Surabaya, Delikjatim.com – Pemerintah Kota Surabaya telah menyelesaikan Raperda toleransi telah selesai, dimana setiap orang yang menolak pembangunan tempat ibadah bisa dipidana.
Pasalnya, Draft dan Naskah Akademik raperda Toleransi telah selesai dikerjakan oleh Bapemperda DPRD Kota Surabaya.
Saat awak media mengkonfirmasi Legislator PSI Josiah Michael, ia membenarkan hal tersebut.
“Kami telah menyelesaikan raperda Toleransi dan akan diparipurnakan hari rabu besok, dari raperda usul prakarsa menjadi raperda prakarsa, kemudian ke Kemenkumham untuk harmonisasi dan selanjutnya dibentuk pansus”. Papar Josiah Michael, Senin 22 Mei 2023.
Masih Josiah,” Sesuai yang pernah saya sampaikan, dengan adanya raperda ini, kita harapkan akan membantu menjaga Surabaya yang masyarakatnya heterogen”. Imbuhnya.
Bahkan Menurut Josiah Michael, dalam raperda ini selain memuat aturan merawat keberagaman di kota Surabaya, juga mengantur jalan keluar yang tidak diatur dalam Perwali no 58 Tahun 2007 tentang tata cara pendirian rumah ibadah dan pemanfaatan bangunan gedung untuk rumah ibadah jika terjadi penolakan pembangunan rumah ibadah.

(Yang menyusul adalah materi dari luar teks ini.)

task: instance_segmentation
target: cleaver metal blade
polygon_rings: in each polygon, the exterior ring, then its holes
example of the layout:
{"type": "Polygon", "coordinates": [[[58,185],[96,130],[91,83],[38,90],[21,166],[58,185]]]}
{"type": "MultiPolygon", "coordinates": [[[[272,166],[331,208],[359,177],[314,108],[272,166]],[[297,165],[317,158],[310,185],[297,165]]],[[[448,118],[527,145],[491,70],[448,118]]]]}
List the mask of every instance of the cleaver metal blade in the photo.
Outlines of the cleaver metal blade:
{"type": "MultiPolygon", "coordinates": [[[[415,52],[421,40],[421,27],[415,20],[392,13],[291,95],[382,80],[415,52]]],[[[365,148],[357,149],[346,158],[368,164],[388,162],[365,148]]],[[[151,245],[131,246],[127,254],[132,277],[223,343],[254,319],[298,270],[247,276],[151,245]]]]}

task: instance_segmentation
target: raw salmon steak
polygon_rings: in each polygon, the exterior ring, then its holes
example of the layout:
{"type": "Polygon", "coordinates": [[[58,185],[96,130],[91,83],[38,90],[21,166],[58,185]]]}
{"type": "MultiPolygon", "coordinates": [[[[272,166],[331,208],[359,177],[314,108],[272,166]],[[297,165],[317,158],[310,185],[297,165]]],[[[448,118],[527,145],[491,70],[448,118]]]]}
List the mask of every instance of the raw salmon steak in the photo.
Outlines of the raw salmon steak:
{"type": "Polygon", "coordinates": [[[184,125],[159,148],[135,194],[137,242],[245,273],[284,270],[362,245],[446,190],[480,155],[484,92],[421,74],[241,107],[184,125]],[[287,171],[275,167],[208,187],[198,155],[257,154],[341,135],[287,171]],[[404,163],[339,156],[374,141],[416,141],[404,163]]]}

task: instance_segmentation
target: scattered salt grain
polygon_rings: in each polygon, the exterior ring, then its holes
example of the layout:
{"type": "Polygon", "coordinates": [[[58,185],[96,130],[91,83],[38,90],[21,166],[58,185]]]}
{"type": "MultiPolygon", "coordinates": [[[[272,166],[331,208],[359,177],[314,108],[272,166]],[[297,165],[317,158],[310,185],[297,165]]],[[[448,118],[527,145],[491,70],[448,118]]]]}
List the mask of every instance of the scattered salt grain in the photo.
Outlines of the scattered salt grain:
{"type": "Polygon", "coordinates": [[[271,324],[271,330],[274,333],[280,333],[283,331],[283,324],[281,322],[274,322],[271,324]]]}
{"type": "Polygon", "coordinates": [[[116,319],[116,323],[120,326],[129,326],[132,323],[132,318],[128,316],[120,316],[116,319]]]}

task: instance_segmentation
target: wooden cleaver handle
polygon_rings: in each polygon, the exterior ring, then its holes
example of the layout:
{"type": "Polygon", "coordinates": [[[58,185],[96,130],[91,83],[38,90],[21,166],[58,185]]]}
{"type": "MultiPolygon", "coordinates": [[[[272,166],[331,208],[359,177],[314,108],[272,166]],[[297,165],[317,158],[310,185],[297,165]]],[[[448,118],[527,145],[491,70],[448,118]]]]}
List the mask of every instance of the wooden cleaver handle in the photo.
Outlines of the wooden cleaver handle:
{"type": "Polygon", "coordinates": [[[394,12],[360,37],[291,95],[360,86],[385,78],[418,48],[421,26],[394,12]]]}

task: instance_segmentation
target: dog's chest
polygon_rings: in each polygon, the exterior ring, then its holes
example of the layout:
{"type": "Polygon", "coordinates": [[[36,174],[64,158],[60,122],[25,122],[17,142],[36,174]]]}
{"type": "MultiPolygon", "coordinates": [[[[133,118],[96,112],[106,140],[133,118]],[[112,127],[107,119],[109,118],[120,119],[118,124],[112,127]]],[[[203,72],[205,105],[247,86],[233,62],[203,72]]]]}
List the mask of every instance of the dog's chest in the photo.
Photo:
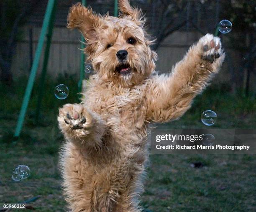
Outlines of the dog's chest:
{"type": "Polygon", "coordinates": [[[144,124],[144,92],[139,88],[91,92],[87,102],[91,110],[107,121],[115,117],[126,127],[140,128],[144,124]]]}

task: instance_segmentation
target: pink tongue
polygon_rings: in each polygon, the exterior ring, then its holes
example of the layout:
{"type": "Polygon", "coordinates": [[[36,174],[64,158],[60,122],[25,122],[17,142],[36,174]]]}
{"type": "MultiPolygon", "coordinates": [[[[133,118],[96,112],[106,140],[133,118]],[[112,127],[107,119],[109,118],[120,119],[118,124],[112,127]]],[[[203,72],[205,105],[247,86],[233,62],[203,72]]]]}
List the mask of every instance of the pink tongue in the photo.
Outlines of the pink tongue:
{"type": "Polygon", "coordinates": [[[120,72],[126,72],[126,71],[128,71],[129,68],[125,68],[125,69],[122,69],[120,71],[120,72]]]}

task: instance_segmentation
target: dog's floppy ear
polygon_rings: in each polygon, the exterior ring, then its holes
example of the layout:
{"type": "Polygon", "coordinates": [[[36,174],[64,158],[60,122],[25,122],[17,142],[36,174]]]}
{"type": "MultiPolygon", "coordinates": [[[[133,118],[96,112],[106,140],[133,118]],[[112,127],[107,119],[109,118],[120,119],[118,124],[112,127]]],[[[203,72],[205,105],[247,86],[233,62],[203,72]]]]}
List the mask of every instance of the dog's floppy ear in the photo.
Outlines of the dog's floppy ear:
{"type": "Polygon", "coordinates": [[[101,18],[94,14],[90,8],[84,7],[80,3],[73,5],[69,9],[67,18],[67,28],[77,28],[89,42],[96,39],[96,29],[102,21],[101,18]]]}
{"type": "Polygon", "coordinates": [[[136,8],[132,8],[128,0],[119,0],[119,16],[123,17],[124,15],[131,16],[131,19],[135,21],[143,22],[142,20],[143,16],[142,11],[136,8]]]}

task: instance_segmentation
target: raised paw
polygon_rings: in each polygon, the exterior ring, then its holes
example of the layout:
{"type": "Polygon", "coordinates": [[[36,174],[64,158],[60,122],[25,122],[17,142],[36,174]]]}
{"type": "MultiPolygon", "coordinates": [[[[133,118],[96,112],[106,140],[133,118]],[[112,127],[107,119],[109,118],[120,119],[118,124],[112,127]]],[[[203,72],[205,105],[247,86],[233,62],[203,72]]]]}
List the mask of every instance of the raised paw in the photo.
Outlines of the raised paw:
{"type": "Polygon", "coordinates": [[[92,124],[92,116],[84,106],[67,104],[59,109],[58,118],[61,125],[68,126],[72,130],[88,128],[92,124]]]}
{"type": "Polygon", "coordinates": [[[199,40],[202,51],[202,59],[210,63],[213,63],[223,54],[221,48],[220,38],[207,34],[199,40]]]}

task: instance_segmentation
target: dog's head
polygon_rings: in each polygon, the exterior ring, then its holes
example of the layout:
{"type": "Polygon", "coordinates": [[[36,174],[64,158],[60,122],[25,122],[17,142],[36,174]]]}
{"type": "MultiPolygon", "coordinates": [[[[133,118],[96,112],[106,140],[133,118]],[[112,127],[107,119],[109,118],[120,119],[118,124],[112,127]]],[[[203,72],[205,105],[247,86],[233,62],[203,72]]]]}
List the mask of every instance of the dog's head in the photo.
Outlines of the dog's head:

“Selain itu dalam raperda ini, siapa yang menolak pendirian rumah ibadah maka akan dikategorikan sebagai perbuatan yang merintangi pertemuan keagamaan sehingga dapat dikenakan sanksi pidana dalam KUHP. Jadi bisa dipidana 2 tahun penjara”. Imbuhnya.
Legislator PSI Josiah Michael berharap raperda ini akan terus mulus perjalanannya hingga di sahkan menjadi Perda.
“Saya harap nanti kemenkumham kanwil Jatim dan teman-teman pansus memiliki semangat yang sama untuk memperjuangkan raperda toleransi ini”. Pungkasnya.